【ACWing】897. The longest common subsequence

Subject address:

https://www.acwing.com/problem/content/899/

Given two lengths are $N$ and$M$ 's string$A$ and$B$ , seeking to be bothAAThe subsequence of$A$ isBB againWhat is the longest string length of the subsequence of$B$ ?

Data range:
$1\le N,M\le 1000$

The idea is dynamic programming. Let $f\left[i\right]\left[j\right]$ Yes$A$ basis before$i$ characters and$B$ 's formerjjThe length of the longest common subsequence of$j$ characters. When$A[i]\ne When\; B\left[j\right]$ , obviouslyf [i] [j] = max ⁡ {f [i − 1] [j], f [i] [j − 1]} f[i][j]=\max\ {f[i-1][j],f[i][j-1]\}f[i][j]=max{ f[i−1][j],f[i][j−1]}；当$A\left[i\right]=B\left[j\right]$ target time$f\left[i\right]\left[j\right]=1+f[i-1][j-1]$ , the reason is, first of all it is obvious that$f[i][j]\ge 1+f[i-1][j-1]$ and secondly, if$f\left[i\right]\left[j\right]>1+f[i-1][j-1]$ , if$f\left[i\right][j]\; The$ last equivalent character is$A\left[i\right]$ sum$B\left[j\right]$， 那么$f\left[i\right]\left[j\right]=1+f[i-1][j-1]$ , contradiction; if not, thenf [i] [j] = max ⁡ {f [i − 1] [j], f [i] [j − 1]} f[i][j]=\ max\{f[i-1][j],f[i][j-1]\}f[i][j]=max{ f[i−1][j],f[i][j−1]}，如果是$f[i-1][j]>1+f[i-1][j-1]$ , also consider$f[i-1]$ The last character of$[$$j$$]$ , if$t[j]$就会得出$1+f[i-1][j-1]>1+f[i-1][j-1]$ contradiction; if it is not used,$f[i-1][j-1]>1+f[i-1][j-1]$ Also contradictory.

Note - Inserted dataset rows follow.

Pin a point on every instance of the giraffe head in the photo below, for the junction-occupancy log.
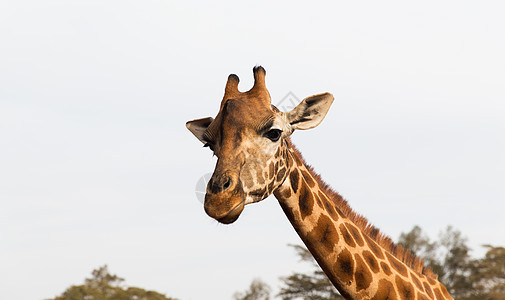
(248, 137)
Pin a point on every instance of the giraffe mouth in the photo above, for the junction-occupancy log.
(233, 215)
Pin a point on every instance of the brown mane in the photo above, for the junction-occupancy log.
(401, 253)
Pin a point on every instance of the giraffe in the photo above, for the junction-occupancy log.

So$f[i][j]=1+f[i-1][j-1]$ . code show as below:

#include <iostream>
using namespace std;

const int N = 1010;
string s, t;
int n, m;
int f[N][N];

int main() {
    
    
    cin >> n >> m;
    cin >> s >> t;

    s = ' ' + s;
    t = ' ' + t;

    for (int i = 1; i <= n; i++)
        for (int j = 1; j <= m; j++) 
            if (s[i] == t[j]) f[i][j] = 1 + f[i - 1][j - 1];
            else f[i][j] = max(f[i - 1][j], f[i][j - 1]);

    cout << f[n][m] << endl;

    return 0;
}

Time and space complexity $O(NM)$。